Let $K$ denote either the field of real numbers, the field of complex numbers, or the division ring of quaternions. Let $U$ be a finite dimensional inner product space over $K$ . The training data is a set $D$ of pairs $(u, v)$ where $u \in U$ and $v \in {1, \dots, n}$ where $u$ is the machine learning model input and $v$ is the label. The machine learning model is trained to predict the label $v$ when given the input $u$ . The trained model is a function $f$ that maps $U$ to the set of all probability vectors of length $n$ , so the trained model actually gives the probabilities for each possible label.

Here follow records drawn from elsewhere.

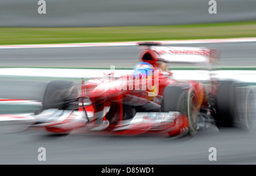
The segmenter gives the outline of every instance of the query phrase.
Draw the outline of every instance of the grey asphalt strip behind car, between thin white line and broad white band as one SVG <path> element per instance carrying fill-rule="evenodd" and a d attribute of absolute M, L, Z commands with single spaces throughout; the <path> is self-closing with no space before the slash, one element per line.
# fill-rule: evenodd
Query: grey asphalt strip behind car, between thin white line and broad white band
<path fill-rule="evenodd" d="M 256 42 L 168 46 L 216 48 L 221 51 L 220 66 L 256 66 Z M 7 67 L 134 67 L 139 62 L 138 53 L 139 46 L 0 49 L 0 63 Z"/>

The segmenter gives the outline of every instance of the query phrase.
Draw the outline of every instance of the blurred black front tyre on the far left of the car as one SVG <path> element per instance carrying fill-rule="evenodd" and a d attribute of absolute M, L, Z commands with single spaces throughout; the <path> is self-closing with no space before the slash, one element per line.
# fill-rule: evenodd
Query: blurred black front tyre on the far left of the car
<path fill-rule="evenodd" d="M 72 102 L 79 96 L 78 89 L 72 81 L 52 80 L 46 87 L 43 109 L 76 110 L 78 102 Z"/>

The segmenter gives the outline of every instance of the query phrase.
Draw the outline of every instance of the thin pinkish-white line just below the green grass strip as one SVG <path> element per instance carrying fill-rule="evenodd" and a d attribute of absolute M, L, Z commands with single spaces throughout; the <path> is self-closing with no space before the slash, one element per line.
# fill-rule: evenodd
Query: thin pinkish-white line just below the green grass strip
<path fill-rule="evenodd" d="M 226 39 L 206 39 L 206 40 L 164 40 L 155 41 L 162 44 L 204 44 L 221 42 L 255 42 L 253 38 L 226 38 Z M 137 42 L 98 42 L 98 43 L 80 43 L 80 44 L 42 44 L 42 45 L 0 45 L 0 49 L 18 49 L 18 48 L 72 48 L 72 47 L 92 47 L 92 46 L 134 46 Z"/>

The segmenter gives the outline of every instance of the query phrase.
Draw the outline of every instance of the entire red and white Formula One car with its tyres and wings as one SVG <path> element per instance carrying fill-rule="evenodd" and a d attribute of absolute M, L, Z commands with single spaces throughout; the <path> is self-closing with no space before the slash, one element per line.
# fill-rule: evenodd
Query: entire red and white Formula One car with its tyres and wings
<path fill-rule="evenodd" d="M 210 48 L 140 43 L 141 62 L 131 74 L 82 80 L 79 91 L 71 81 L 48 83 L 43 109 L 30 115 L 33 126 L 69 133 L 78 128 L 112 134 L 195 135 L 210 123 L 250 130 L 254 93 L 245 83 L 217 80 L 212 66 L 220 53 Z M 175 80 L 167 63 L 200 63 L 208 80 Z M 187 75 L 189 76 L 189 75 Z M 30 119 L 31 121 L 31 119 Z"/>

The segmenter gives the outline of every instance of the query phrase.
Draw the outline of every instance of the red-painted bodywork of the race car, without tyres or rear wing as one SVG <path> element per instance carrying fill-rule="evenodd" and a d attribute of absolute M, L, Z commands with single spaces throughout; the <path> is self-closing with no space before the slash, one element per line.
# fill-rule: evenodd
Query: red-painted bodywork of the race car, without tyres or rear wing
<path fill-rule="evenodd" d="M 86 83 L 82 81 L 81 96 L 88 97 L 90 101 L 92 101 L 92 105 L 84 106 L 84 108 L 86 111 L 93 111 L 94 125 L 100 125 L 101 121 L 106 121 L 106 119 L 108 119 L 110 125 L 107 130 L 112 131 L 117 125 L 122 124 L 122 121 L 125 120 L 123 119 L 123 106 L 143 106 L 152 104 L 152 106 L 160 107 L 164 89 L 170 85 L 187 88 L 193 87 L 199 102 L 198 108 L 201 109 L 201 107 L 208 106 L 207 91 L 204 84 L 195 80 L 177 81 L 173 79 L 172 72 L 168 70 L 166 63 L 158 61 L 158 54 L 154 50 L 143 50 L 141 61 L 150 63 L 155 71 L 158 72 L 158 76 L 156 76 L 156 81 L 158 81 L 158 93 L 155 96 L 148 96 L 148 92 L 150 92 L 148 89 L 129 89 L 129 85 L 135 87 L 136 84 L 133 75 L 123 75 L 121 78 L 115 79 L 114 75 L 110 74 L 106 78 L 92 79 Z M 152 80 L 153 84 L 154 81 L 155 79 Z M 140 87 L 143 84 L 146 84 L 146 82 L 141 82 L 139 84 Z M 119 85 L 120 87 L 118 88 L 116 85 Z M 214 92 L 214 84 L 211 85 L 210 90 Z M 104 111 L 106 106 L 110 106 L 107 113 Z M 84 110 L 84 108 L 80 108 L 80 110 Z M 101 120 L 96 120 L 98 118 Z M 115 134 L 134 135 L 144 132 L 161 132 L 161 130 L 163 130 L 163 132 L 168 132 L 170 135 L 179 135 L 188 129 L 189 122 L 185 114 L 180 114 L 176 117 L 174 122 L 165 125 L 162 124 L 162 126 L 163 128 L 154 131 L 152 130 L 154 129 L 154 124 L 147 121 L 143 123 L 143 125 L 140 124 L 137 127 L 118 131 L 115 132 Z M 169 131 L 166 131 L 167 128 Z"/>

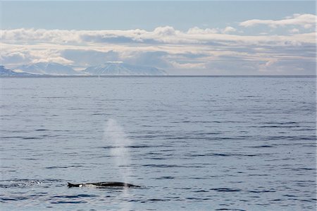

Suppose that $V_{i}$ is a finite dimensional inner product space over $K$ for each $i \in {1, \dots, n}$ . Then the domain of the fitness function consists of tuples $(A_{1}, \dots, A_{n})$ where each $A_{i}$ is a linear operator from $U$ to $V_{i}$ . Let $p \in (0, 1), r \in (0, \infty), q \in (1, \infty)$ , and let $λ \geq 0$ . The parameter $p$ is the exponent while $λ$ is the regularization parameter. Define (almost total) functions $G, R, F : L (U, V_{1}) \times \dots \times L (U, V_{n}) \to R$ by setting
$G (A_{1}, \dots, A_{n}) = \sum_{(u, v) \in D} (\frac{∥ A_{v} u ∥^{r}}{∥ A_{1} u ∥^{r} + \dots + ∥ A_{n} u ∥^{r}})^{p} / | D |$
$R (A_{1}, \dots, A_{n}) = (\sum_{(u, v) \in D} λ \cdot log (∥ A_{v} u ∥) / | D |)$
$- λ \cdot (log (∥ A_{1} ∥_{q}) + \dots + log (∥ A_{n} ∥_{q})) / n$ .
Here, $∥ * ∥_{q}$ denotes the Schatten $q$ -norm which can be defined by setting
$∥ A ∥_{q} = Tr ((A A^{*})^{q / 2})$ .
Set $F = G + R$ . Here, $F$ denotes our fitness function. The function $G$ what we really want to maximize, but unfortunately, $G$ is typically non-pseudodeterministic, so we need to add the regularization term $R$ to obtain pseudodeterminism. The regularization term $R$ also has the added effect of making $∥ A_{v} u ∥$ relatively large compared to the norm $∥ A ∥_{q}$ for training data points $(u, v)$ . This may be useful in determining whether a pair should belong to either the training or test data in the first place.
We observe that $F$ is $0$ -homogeneous in the sense that $F (A_{1}, \dots, A_{n}) = F (c A_{1}, \dots, c A_{n})$ for each non-zero scalar $c$ (in the quaternionic case, the scalars are just the real numbers).
Suppose now that we have obtained a tuple $(A_{1}, \dots, A_{n})$ that maximizes the fitness $F (A_{1}, \dots, A_{n})$ . Let $P V (n)$ denote the set of all probability vectors of length $n$ . Then define an almost total function $f : U \to P V (n)$ by setting
$f (u) = \frac{(∥ A_{1} u ∥^{r (1 - p)}, \dots, ∥ A_{n} u ∥^{r (1 - p)})}{∥ A_{1} u ∥^{r (1 - p)} + \dots + ∥ A_{n} u ∥^{r (1 - p)}} .$
If $(u, v)$ belongs to the training data set, then the $i$ -th entry of $f (u)$ is the machine learning model’s estimate of the probability that $i = v$ . I will let the reader justify this calculation of the probabilities.
We can generalize the function $f$ to pseudodeterministically trained machine learning models with multiple layers by replacing the linear operators $A_{1}, \dots, A_{n}$ with some non-linear or multi-linear operators. Actually, there are quite a few ways of generalizing the fitness function $F$ , and I have taken some liberty in the exact formulation for $F$ .
In addition to being pseudodeterministic, the fitness function $F$ has other notable desirable properties. For example, when maximizing $F$ using gradient ascent, one tends to converge to the local maximum at an exponential rate without needing to decay the learning rate.